I had a dataframe that looked like this:
id | stu1 | stu2 |
---|---|---|
11 | James | Rob |
22 | Bob | Tom |
33 | Ryan | Ian |
44 | Oliver | Saj |
55 | Burt | Ben |
66 | Chris | Rich |
To combine stu1 and stu2 into a single column with each name on a new row (and duplicating id for each name) I used this:
stu_df = stu_df.set_index('id').stack().reset_index(level=1, drop=True).to_frame('stu').reset_index()
Which gave this result:
id | stu |
---|---|
11 | James |
11 | Rob |
22 | Bob |
22 | Tom |
33 | Ryan |
33 | Ian |
44 | Oliver |
44 | Saj |
55 | Burt |
55 | Ben |
66 | Chris |
66 | Rich |
The original dataframe has been updated to include dates and looks like this:
date | id | stu1 | stu2 |
---|---|---|---|
03/06/2022 | 11 | James | Rob |
03/06/2022 | 22 | Bob | Tom |
03/06/2022 | 33 | Ryan | Ian |
03/06/2022 | 44 | Oliver | Saj |
03/06/2022 | 55 | Burt | Ben |
03/06/2022 | 66 | Chris | Rich |
I want to combine stu1 and stu2 in the same way (duplicating the date and id for each name) but can't get it to work.
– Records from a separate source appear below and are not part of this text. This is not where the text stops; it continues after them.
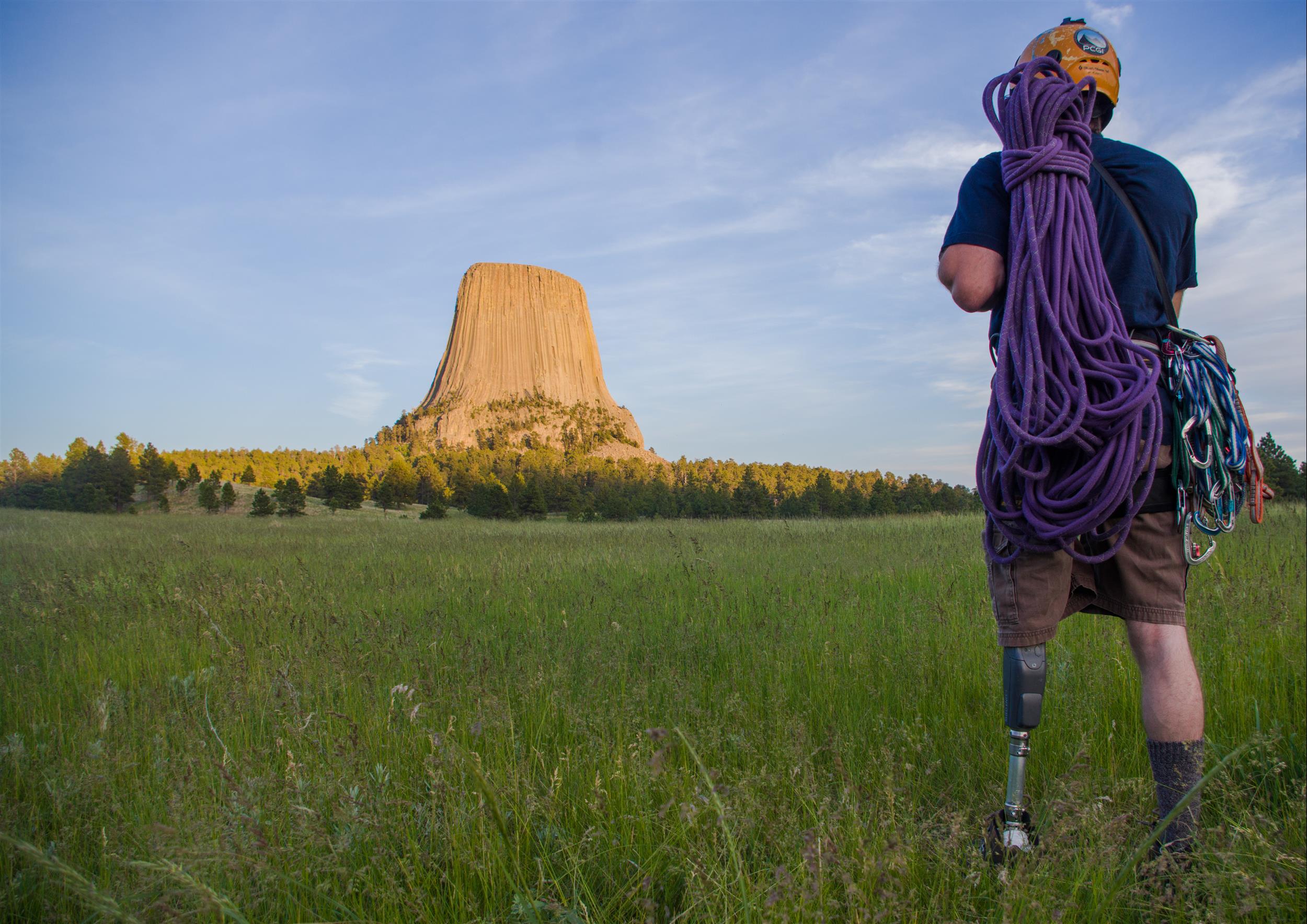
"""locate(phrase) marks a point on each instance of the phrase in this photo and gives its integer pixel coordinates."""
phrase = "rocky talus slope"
(522, 369)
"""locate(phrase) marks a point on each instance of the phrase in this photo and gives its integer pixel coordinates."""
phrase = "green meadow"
(382, 719)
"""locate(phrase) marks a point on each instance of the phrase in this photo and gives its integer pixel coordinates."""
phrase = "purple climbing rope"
(1075, 413)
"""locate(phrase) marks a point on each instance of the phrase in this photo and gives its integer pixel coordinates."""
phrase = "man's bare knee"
(1154, 643)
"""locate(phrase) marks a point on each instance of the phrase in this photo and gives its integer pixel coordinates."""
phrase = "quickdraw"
(1217, 467)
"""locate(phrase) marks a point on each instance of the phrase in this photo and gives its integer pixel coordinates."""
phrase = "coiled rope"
(1075, 413)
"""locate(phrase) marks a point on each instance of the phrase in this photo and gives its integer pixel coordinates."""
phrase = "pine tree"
(208, 497)
(403, 481)
(534, 504)
(152, 472)
(291, 499)
(121, 483)
(262, 505)
(383, 496)
(352, 491)
(1282, 472)
(434, 510)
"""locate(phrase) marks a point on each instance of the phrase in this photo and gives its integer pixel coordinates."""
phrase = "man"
(1145, 582)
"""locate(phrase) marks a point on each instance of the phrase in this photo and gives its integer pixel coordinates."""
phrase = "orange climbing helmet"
(1083, 53)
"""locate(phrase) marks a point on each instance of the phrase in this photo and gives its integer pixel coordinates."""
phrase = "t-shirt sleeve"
(1186, 259)
(984, 210)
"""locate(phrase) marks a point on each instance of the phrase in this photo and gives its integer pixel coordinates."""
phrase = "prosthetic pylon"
(1024, 672)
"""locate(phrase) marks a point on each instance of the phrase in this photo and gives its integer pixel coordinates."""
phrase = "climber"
(1144, 583)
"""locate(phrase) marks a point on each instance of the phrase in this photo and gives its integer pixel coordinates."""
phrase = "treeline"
(498, 483)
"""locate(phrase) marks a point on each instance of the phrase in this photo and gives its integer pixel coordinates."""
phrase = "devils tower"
(522, 370)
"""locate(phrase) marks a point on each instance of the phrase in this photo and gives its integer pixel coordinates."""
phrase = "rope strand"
(1075, 416)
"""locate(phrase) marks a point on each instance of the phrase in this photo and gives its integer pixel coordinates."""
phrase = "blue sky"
(244, 224)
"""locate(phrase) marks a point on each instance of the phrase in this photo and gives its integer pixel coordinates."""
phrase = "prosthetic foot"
(1024, 671)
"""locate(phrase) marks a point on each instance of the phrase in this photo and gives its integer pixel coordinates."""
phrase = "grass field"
(364, 718)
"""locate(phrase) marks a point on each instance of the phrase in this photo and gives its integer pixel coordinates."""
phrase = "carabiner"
(1191, 553)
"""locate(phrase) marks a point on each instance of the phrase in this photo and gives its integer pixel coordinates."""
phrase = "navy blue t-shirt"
(1159, 191)
(1164, 200)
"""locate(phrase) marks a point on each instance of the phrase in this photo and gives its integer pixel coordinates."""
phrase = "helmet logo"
(1091, 42)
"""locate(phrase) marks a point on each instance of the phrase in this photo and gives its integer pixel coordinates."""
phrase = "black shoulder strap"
(1148, 242)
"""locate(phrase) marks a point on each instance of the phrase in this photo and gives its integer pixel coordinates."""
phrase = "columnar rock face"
(522, 369)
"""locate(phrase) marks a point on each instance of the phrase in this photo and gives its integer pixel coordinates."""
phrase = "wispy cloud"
(357, 396)
(937, 156)
(1106, 15)
(906, 254)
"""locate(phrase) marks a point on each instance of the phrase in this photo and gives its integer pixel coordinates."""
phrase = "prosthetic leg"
(1024, 671)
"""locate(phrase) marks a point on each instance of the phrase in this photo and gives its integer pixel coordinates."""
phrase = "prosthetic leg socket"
(1024, 674)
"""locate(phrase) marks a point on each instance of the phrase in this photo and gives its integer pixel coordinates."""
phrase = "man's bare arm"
(971, 275)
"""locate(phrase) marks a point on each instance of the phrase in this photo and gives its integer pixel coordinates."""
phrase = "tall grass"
(381, 719)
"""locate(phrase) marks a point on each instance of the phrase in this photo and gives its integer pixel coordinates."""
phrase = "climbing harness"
(1217, 468)
(1075, 416)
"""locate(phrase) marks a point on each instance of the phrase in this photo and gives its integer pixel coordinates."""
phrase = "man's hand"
(973, 275)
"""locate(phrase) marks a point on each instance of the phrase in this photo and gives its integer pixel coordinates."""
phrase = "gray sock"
(1177, 768)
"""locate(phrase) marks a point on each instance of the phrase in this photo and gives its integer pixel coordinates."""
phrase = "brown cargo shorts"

The desired outcome is this:
date | id | stu |
---|---|---|
03/06/2022 | 11 | James |
03/06/2022 | 11 | Rob |
03/06/2022 | 22 | Bob |
03/06/2022 | 22 | Tom |
03/06/2022 | 33 | Ryan |
03/06/2022 | 33 | Ian |
03/06/2022 | 44 | Oliver |
03/06/2022 | 44 | Saj |
03/06/2022 | 55 | Burt |
03/06/2022 | 55 | Ben |
03/06/2022 | 66 | Chris |
03/06/2022 | 66 | Rich |
I'm new to Pandas and am struggling. Can anyone help? Thanks
CodePudding user response:
I would recommend using panda's melt function as follows :
import pandas as pd
# a sample of your dataframe
df = pd.DataFrame({
'date' : ['03/06/2022', '03/06/2022', '03/06/2022'],
'id' : [11,22,33],
'stu1' : ['James', 'Bob', 'Ryan' ],
'stu2' : ['James', 'Rob', 'Tom' ]})
# melt the dataframe
df_melted = df.melt(id_vars=['date', 'id'], value_vars= ['stu1', 'stu2'])
print(df_melted)
>>>
date id variable value
0 03/06/2022 11 stu1 James
1 03/06/2022 22 stu1 Bob
2 03/06/2022 33 stu1 Ryan
3 03/06/2022 11 stu2 James
4 03/06/2022 22 stu2 Rob
5 03/06/2022 33 stu2 Tom
If you do not care at all about the column variable that helps identify the origin of the name (from which column it came) then you can simply drop it.
You can also customize the name of the output variables (instead of variable and value). Here's an example to get your exact desired output :
df.melt(id_vars=['date', 'id'], value_vars= ['stu1', 'stu2'], value_name='stu').drop(['variable'], axis = 1)
Take a look at the original documentation pandas.melt for more info!